One way you can improve the performance of service is by caching results from databases and other downstream calls in an in-memory cache or a side cache like Redis, rather than by hitting a database every time. Caches are designed to deliver massive throughput by storing precompiled objects in a fast-access data store, frequently based around a concept of a hash key. We know from looking at algorithm performance that a hash table has the average performance of O(1); that is as fast as it gets. Without going too in depth into Big O notation, this means it takes one iteration to be able to find the item you want in the collection. What this means is that, not only can one reduce the load on database, can also reduce your infrastructure costs.

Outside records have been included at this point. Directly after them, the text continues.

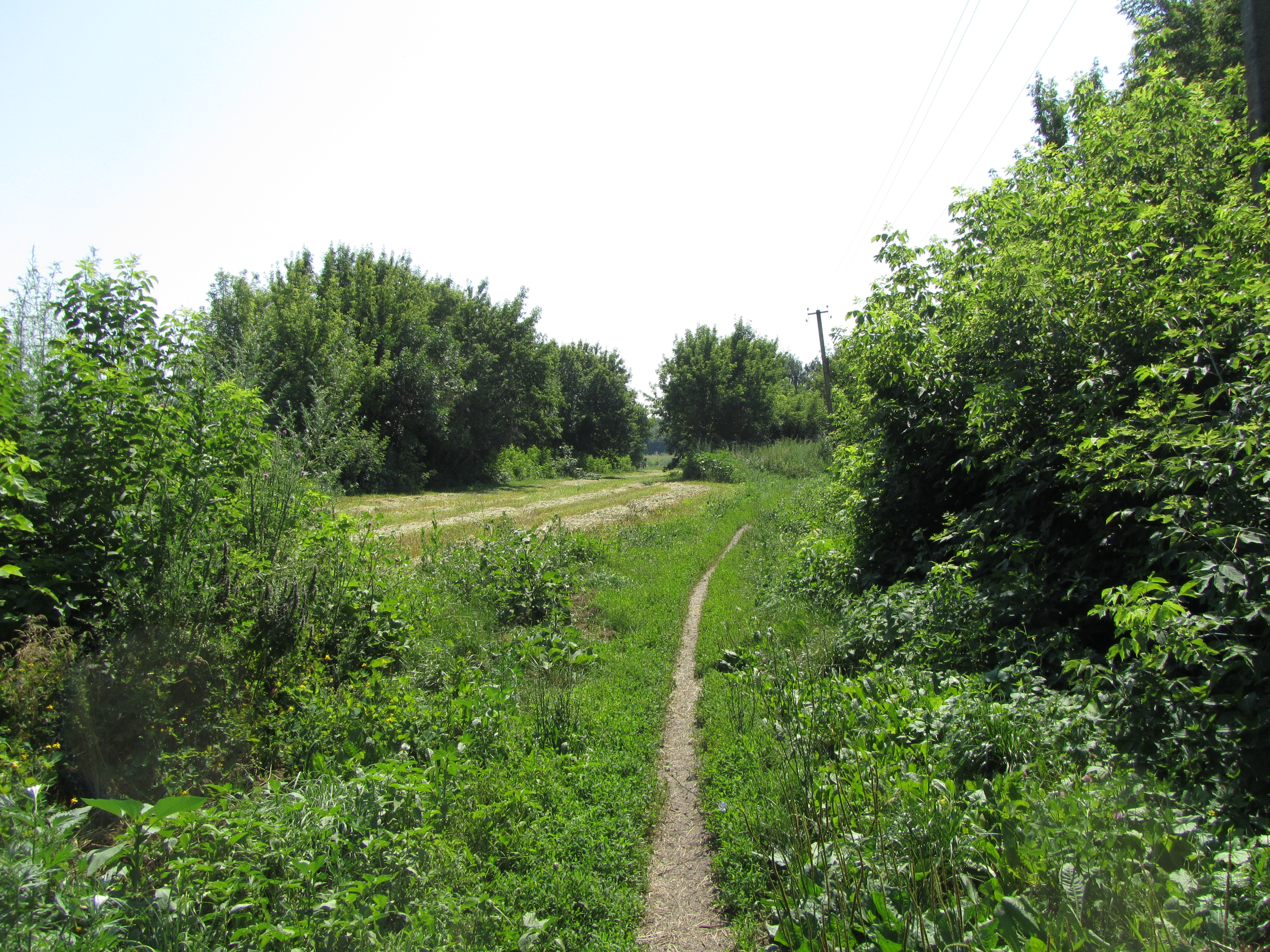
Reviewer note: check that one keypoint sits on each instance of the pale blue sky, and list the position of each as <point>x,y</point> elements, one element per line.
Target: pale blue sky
<point>639,167</point>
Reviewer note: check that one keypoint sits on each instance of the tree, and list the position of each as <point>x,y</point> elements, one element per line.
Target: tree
<point>719,390</point>
<point>600,415</point>
<point>436,378</point>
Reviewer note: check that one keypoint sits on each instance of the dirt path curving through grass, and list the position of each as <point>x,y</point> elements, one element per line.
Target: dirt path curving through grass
<point>681,912</point>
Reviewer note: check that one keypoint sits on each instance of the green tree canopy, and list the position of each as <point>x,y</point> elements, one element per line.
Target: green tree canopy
<point>601,415</point>
<point>719,390</point>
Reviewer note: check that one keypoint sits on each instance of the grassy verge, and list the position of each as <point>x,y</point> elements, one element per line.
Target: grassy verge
<point>865,803</point>
<point>483,780</point>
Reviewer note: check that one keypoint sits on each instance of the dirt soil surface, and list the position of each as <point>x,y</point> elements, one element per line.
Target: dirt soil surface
<point>660,498</point>
<point>681,912</point>
<point>636,509</point>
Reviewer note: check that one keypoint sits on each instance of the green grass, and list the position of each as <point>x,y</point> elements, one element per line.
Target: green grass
<point>450,799</point>
<point>860,803</point>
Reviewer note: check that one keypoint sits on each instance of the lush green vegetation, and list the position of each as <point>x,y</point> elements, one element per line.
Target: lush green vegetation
<point>989,673</point>
<point>1000,683</point>
<point>868,794</point>
<point>407,378</point>
<point>737,389</point>
<point>450,753</point>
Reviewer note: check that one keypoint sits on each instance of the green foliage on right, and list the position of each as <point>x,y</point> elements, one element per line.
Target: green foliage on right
<point>1064,409</point>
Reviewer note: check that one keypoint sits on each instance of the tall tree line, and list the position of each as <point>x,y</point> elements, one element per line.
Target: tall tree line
<point>738,388</point>
<point>404,378</point>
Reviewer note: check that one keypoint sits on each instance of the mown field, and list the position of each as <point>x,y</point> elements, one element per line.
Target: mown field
<point>483,779</point>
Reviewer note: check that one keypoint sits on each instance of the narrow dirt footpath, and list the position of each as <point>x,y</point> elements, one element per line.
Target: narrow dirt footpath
<point>681,911</point>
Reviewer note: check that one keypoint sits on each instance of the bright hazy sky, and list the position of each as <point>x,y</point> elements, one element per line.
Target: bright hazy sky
<point>641,168</point>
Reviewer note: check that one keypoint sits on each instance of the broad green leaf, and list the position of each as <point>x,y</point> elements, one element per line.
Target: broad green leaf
<point>168,807</point>
<point>133,809</point>
<point>101,857</point>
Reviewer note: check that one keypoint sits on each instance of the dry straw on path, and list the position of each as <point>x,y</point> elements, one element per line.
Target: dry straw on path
<point>681,912</point>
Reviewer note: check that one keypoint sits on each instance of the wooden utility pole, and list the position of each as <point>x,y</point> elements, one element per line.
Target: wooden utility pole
<point>825,361</point>
<point>1256,73</point>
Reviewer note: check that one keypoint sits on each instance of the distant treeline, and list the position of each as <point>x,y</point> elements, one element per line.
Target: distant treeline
<point>404,378</point>
<point>738,389</point>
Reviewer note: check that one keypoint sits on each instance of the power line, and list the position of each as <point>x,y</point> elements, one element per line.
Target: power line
<point>1014,102</point>
<point>851,244</point>
<point>958,121</point>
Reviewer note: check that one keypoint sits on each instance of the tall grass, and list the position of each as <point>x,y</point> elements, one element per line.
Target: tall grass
<point>862,804</point>
<point>793,459</point>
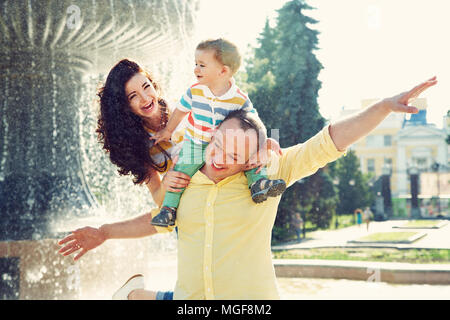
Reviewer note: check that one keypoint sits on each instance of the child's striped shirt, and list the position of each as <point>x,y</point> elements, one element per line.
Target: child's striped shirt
<point>208,111</point>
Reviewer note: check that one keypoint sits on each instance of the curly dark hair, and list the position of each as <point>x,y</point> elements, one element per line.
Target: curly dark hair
<point>120,131</point>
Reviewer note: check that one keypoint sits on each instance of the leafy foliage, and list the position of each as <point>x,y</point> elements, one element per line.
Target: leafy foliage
<point>282,82</point>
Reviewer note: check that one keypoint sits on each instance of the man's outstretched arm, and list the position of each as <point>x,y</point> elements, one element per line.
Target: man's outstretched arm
<point>347,131</point>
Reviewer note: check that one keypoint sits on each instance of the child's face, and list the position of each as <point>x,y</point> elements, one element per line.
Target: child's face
<point>207,69</point>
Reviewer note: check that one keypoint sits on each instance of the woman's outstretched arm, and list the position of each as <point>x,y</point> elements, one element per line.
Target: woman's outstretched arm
<point>85,239</point>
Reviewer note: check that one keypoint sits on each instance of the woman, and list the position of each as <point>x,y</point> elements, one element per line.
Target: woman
<point>132,110</point>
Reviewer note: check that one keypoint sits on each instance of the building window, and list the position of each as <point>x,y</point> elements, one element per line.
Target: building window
<point>371,165</point>
<point>371,141</point>
<point>420,163</point>
<point>388,162</point>
<point>387,140</point>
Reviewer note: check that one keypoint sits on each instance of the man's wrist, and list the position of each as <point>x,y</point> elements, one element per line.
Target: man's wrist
<point>104,231</point>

Typically, a database is limited by the amount of data that can be read and written from the disk and the time it takes for the CPU to process this information. With an in-memory cache, this limitation is removed by using pre-aggregated data, which is stored in fast memory, not onto a state-full device like a disk. This comes at the cost of consistency because one cannot guarantee that all clients will have the same information at the same time.
Caching strategies can be calculated based on your requirements for this consistency. In theory, the longer the cache expiry, the greater cost saving, and the faster system is, at the expense of reduced consistency. So when planning a feature, one should be talking about consistency and the tradeoffs with performance and cost, and documenting this decision, as these decisions will greatly help create a more successful implementation.
You have probably heard the phrase Premature optimization, so does that mean you should not implement caching until you need it? No; it means you should be attempting to predict the initial load that your system will be under at design time, and the growth in capacity over time, as you are considering the application lifecycle. When creating this design, you will be putting together this data, and you will not be able to reliably predict the speed at which a service will run at. However, you do know that a cache will be cheaper to operate than a data store; so, if possible, you should be designing to use the smallest and cheapest data store possible, and making provision to be able to extend your service by introducing caching at a later date. This way you only do the actual work necessary to get the service out of the door, but you have done the design up front to be able to extend the service when it needs to scale.
The cache will normally have an end date on it. However, if you implement the cache in a way that the code decides to invalidate it, then you can potentially avoid problems if a downstream service or database disappears. Again, this is back to thinking about failure states and asking what is better: the user seeing slightly out-of-date information or an error page? If your cache has expired, the call to the downstream service fails. However, you can always decide to serve the stale cache back to the calling client. In some instances, this will be better than returning a 50x error.